Oui, tu peux faire l'étonnée Sorsha, c'est bien de toi dont il s'agit ! Je fus intriguée. C'était donc toi qui faisait partit de la communauté, toi qui n'avait pas l'air de savoir te battre. Quand nous pénétrâmes dans Fort le Cor, j'aperçus Legolas. Nos regards se croisèrent, mais il ne m'adressa qu'un simple signe de tête. Tandis que je l'observais, je me rendis compte qu'il te dévorait du regard. Dès cet instant, je t'ai haï du plus profond de mon cœur et j'ai souhaité ta mort. Je mis la réaction de Legolas sur la surprise et l'anxiété du combat à venir. Mais je quittais For le Cor avec Haldir, le cœur lourd, sans avoir pu lui parler car notre armée était attendue à Mirkwood où le mal avançait chaque jour.

Finalement, la guerre prit fin. Je savais Legolas en vie. Je n'avais qu'une hâte, c'était de le retrouver. Je profitais du voyage de Galadriel lors du couronnement d'Aragorn pour me rendre à Minas Tirith à ses côtés.

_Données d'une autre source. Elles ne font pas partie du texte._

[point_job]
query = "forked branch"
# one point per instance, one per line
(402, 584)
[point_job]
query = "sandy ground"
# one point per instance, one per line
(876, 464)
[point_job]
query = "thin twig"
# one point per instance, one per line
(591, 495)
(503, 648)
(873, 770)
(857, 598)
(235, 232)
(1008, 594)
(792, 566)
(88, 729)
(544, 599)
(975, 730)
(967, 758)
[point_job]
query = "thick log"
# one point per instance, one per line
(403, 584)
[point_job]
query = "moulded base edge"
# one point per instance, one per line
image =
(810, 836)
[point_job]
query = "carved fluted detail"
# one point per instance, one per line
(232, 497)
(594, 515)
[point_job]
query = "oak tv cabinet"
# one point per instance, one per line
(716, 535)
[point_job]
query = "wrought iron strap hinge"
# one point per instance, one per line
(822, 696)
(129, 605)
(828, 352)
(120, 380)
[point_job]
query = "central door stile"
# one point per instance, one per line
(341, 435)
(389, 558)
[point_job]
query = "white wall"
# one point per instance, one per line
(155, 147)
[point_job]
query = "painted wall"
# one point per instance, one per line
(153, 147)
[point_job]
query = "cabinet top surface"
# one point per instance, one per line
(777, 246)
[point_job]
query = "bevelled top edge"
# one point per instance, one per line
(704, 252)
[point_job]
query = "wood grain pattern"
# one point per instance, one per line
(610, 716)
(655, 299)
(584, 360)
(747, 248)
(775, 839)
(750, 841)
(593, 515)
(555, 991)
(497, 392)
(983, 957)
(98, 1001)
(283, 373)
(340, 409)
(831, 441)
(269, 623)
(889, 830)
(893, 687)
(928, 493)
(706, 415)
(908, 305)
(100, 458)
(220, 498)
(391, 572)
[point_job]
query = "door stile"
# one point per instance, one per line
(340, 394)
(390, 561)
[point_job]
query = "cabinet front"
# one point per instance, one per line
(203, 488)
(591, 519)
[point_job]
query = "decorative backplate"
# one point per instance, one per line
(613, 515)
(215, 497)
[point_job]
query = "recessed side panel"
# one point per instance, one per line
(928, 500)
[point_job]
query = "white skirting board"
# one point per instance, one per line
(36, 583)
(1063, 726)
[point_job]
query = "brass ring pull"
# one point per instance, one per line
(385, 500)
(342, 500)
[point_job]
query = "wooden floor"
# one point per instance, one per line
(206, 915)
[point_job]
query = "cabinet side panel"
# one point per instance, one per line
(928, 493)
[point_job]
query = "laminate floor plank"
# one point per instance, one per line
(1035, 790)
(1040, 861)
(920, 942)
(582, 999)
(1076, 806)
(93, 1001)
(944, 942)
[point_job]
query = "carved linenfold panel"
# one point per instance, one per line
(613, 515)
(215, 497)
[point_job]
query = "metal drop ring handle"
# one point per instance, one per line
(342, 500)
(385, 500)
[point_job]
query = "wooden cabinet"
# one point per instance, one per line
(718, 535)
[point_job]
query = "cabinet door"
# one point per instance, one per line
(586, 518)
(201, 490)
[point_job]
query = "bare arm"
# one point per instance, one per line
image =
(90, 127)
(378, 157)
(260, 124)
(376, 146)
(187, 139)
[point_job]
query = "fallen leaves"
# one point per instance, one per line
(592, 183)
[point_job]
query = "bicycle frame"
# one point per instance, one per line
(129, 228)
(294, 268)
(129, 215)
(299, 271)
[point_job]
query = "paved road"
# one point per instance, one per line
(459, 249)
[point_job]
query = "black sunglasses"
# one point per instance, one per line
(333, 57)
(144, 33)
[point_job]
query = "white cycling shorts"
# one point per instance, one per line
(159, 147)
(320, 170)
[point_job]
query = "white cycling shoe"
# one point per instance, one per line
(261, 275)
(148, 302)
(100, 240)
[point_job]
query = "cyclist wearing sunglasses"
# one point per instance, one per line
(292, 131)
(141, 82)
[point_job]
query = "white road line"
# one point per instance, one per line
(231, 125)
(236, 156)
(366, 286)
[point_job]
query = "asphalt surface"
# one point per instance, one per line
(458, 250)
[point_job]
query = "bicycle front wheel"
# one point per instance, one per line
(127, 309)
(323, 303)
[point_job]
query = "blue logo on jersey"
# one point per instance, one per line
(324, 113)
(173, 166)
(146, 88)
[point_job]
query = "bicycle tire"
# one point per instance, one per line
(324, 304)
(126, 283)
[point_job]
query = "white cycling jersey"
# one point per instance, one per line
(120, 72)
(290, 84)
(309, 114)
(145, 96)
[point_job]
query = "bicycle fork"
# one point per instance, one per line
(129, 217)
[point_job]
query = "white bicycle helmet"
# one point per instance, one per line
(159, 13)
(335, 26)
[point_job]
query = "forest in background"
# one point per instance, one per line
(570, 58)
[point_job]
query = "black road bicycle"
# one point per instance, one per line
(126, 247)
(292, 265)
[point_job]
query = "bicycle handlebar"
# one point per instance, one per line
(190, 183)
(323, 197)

Tu te rappelles cette journée, n'est ce pas ? Ce jour ou non seulement tu fus couronnée mais où Legolas demanda ta main ! Veux tu que je te répète cette phrase qui hante encore mes nuits ? Cette maudite phrase ou j'ai compris que c'était toi l'amour unique de sa vie ? « Princesse Sorsha, fille du Gondor et de la Lorien, mon amour, acceptez vous de devenir ma femme? "

Je me répétais cette phrase en boucle pendant des jours, te haïssant toujours plus. Je ne sais pas pourquoi je ne t'ai pas tué ce jour là. Cela aurait était si facile, un flèche perçant ta peau tendre. Hélas, j'aurais perdu Legolas à jamais.

C'est lors d'une patrouille que je rencontrais Saroumane. Il me dit que ma colère et ma rancœur se sentaient depuis le Mordor et qu'en échange de mes services, il ferait ce que je voudrais. Tu imagines bien que lorsque j'ai su ce que je devais faire, je n'ai pas hésité une seule seconde.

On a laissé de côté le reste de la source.